We kicked it off with a terrific dinner (and birthday dessert) at SW Steakhouse:

Then a lunch (and birthday dessert) at our longtime favorite, Tableau:

Don’t forget about the poker (where no one seemed to care that it was his birthday):

But there was another birthday dessert at Sinatra:

At Mizumi we had our favorite sushi,

Andddddd another birthday dessert!

We had just finished dinner at Bouchon the next night when a birthday call came in and the waiter asked “Is it his birthday?” Suddenly there was a whoosh and a flourish and a creme brûlée appeared:

Well, I did say the trip was over the top, didn’t I?

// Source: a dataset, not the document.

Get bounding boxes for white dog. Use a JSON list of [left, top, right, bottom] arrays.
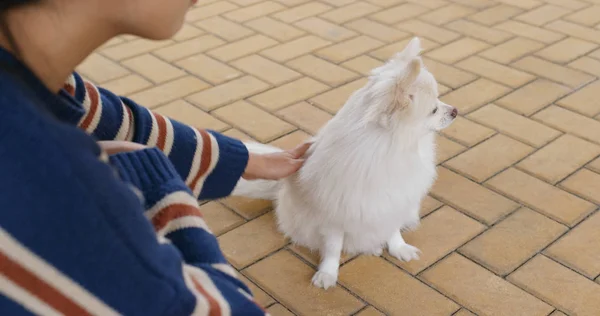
[[233, 38, 457, 289]]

And as our time there came to an end, the CE thought it had been a pretty good birthday.

Little did he know…

Along with all the things he’s collected along the way, the collection most precious to him is his children, and three of the four made a heroic effort to surprise him for the mid-milestone birthday. I’m not sure how we all managed to keep the secret, but one by one, Taylor, Daniel and Tina slipped into Las Vegas and gathered to shout out “Surprise!” when we arrived at Mon Ami Gaby for the last dinner of the trip. (Angie was there in spirit):

That is a very, very happy dad!

We had a wonderful dinner, oh, and of course another birthday dessert:

There was a little bit of fun at the tables:

And then we stepped out onto Las Vegas Boulevard:

And ended the evening with a visit to the iconic Bellagio fountains:

We didn’t have a whole lot of time together, but every minute of it was magical.

Truly a birthday to remember.

“The longer I live the more beautiful life becomes.”